Nextflow is a domain specific language modelled after UNIX pipes. It simplifies writing parallel and scalable pipelines. The version installed on our systems can run jobs locally (on the same machine) and by submitting to Slurm.
nf-core is a community effort to collect a curated set of analysis pipelines built using Nextflow. There are more than 90 pipelines available as part of nf-core. Here is some basic introduction to run nf-core pipeline: hello nf-core.
EPI2ME Labs maintains a collection of Nextflow bioinformatics workflows tailored to Oxford Nanopore Technologies long-read sequencing data. Workflow projects are prefixed with wf-.
The code that is executed at each pipeline stage can be written in a number of different languages (shell, python, R, ...).
Intermediate results for workflows are stored in the $PWD/work
directory which allows resuming execution of pipelines.
The language used to write pipeline scripts is an extension of groovy.
Nextflow is a complex workflow management tool. Please read the manual carefully and make sure to place appropriate limits on your pipeline to avoid submitting too many jobs or running too many local processes.
Nextflow, when running many tasks appears to create many temp files in the ./work directory. Please make sure that your pipeline does not inadvertently create millions of small files which would result in a degradation of file system performance.
Nextflow, by default, with no config file, will spawns parallel task executions in the computer on which it is running. This is not a good practice in HPC systems which are designed to share compute resources across many users. Please use -profile biowulflocal to utilized allocated resources.
Some of epi2me pipelines do not work under nextflow/24.04, so please load nextflow/23.10 instead.
Sarek/3.5.0 is a buggy version, please use sarek/3.5.1 instead.
- Not setting proper job submission and querying parameters
- Please update your nextflow config to use the below parameters when running 'slurm' executor:
executor {
name = 'slurm'
pollInterval = '2 min'
queueStatInterval = '5 min'
submitRateLimit = '6/1min'
} - slurm profile submit jobs with unlimited time and max memory, which stuck at the pending status
- Please update to the most recent version of nextflow.config to avoid this bug:
cp /usr/local/apps/nextflow/nextflow.config .
- FATAL error while mount /gsx
- /gsx is retired from the cluster, thus if you see some errors like this:
WARNING: skipping mount of /gs6: stat /gs6: no such file or directory FATAL: container creation failed: mount /gs6->/gs6 error: while mounting /gs6: mount source /gs6 doesn't exist.

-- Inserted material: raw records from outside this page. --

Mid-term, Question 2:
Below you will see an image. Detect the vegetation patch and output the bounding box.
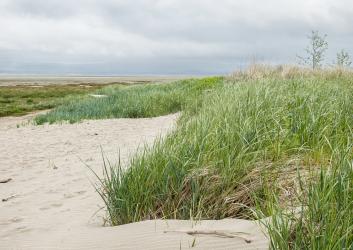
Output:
[0,85,104,117]
[94,68,353,249]
[35,77,222,124]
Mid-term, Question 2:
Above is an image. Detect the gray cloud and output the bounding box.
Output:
[0,0,353,74]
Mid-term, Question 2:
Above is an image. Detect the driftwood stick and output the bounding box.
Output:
[0,178,12,183]
[164,230,251,243]
[1,194,17,202]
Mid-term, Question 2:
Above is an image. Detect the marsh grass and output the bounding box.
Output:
[0,84,104,117]
[35,77,222,124]
[95,66,353,249]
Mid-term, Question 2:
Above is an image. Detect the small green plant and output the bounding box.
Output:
[336,49,352,68]
[298,31,328,69]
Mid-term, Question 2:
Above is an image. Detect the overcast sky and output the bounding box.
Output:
[0,0,353,75]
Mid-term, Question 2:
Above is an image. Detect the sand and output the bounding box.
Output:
[0,115,268,249]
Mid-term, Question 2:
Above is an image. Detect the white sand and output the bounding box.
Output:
[0,115,268,249]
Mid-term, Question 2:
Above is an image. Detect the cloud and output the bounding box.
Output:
[0,0,353,74]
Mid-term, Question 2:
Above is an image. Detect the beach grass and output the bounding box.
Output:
[34,77,222,124]
[94,67,353,249]
[0,84,104,117]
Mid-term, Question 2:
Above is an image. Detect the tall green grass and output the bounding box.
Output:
[35,77,222,124]
[100,68,353,249]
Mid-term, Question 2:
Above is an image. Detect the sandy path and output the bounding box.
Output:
[0,115,268,249]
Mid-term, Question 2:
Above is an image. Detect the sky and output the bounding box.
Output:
[0,0,353,75]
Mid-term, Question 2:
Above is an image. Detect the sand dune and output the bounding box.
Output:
[0,115,268,249]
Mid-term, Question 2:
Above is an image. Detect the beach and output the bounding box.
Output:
[0,114,268,249]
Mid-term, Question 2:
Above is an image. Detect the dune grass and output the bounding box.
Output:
[35,77,222,124]
[95,66,353,249]
[0,85,104,117]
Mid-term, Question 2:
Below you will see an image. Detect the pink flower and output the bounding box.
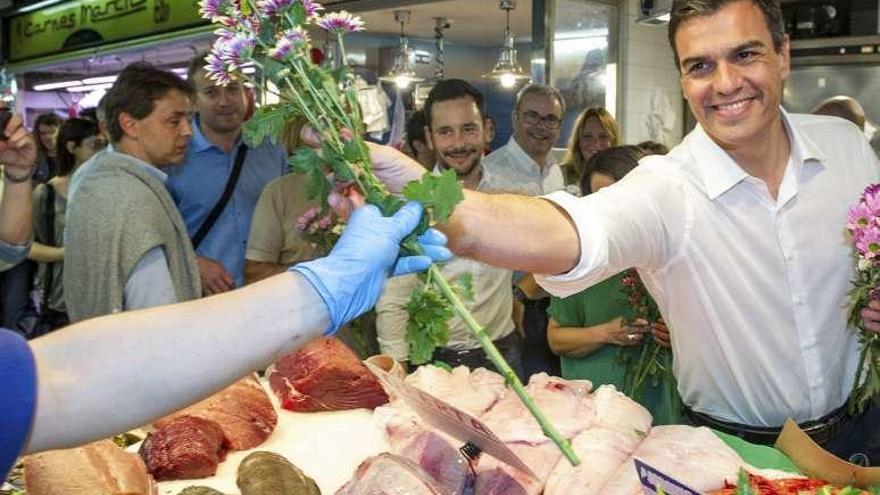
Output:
[846,202,873,233]
[317,10,364,34]
[856,225,880,260]
[199,0,223,19]
[266,27,309,60]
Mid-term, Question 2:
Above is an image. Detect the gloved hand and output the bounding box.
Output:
[291,202,452,335]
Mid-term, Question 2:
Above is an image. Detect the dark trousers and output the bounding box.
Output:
[522,297,561,378]
[0,261,33,330]
[685,404,880,466]
[431,332,523,380]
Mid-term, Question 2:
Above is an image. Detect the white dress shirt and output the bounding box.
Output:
[483,136,565,196]
[539,111,880,427]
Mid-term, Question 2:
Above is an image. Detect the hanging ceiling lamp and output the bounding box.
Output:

Please update to the most recent version of nextflow.config, and then run your pipeline again:cp /usr/local/apps/nextflow/nextflow.config .
- docker: command not found
- The two most popular containerization systems are Singularity/Apptainer and Docker, HPC facilities will not use Docker as it provides root access to the host system, and instead will use Singularity. For most pipelines, running biowulf or biowulflocal profile after copy the config file to work directory will avoid this error:
cp /usr/local/apps/nextflow/nextflow.config . # only need to copy once
nextflow run xxxx -profile biowulflocal # run inside of interactive session
- The master process submitting jobs should be run either as a batch job or on an interactive node - not on the biowulf login node.
- Please explicitly set the
pollInterval
,queueStatInterval
andsubmitRateLimit
for the 'slurm' executor to reduce the frequency with which nextflow polls slurm. (See "Common Pitfalls" above.) The default frequency creates too many queries and results in unnecessary load on the scheduler. - Module Name: nextflow (see the modules page for more information)
- nf-core is packaged with nextflow, it is accessible after loading the newest nextflow module.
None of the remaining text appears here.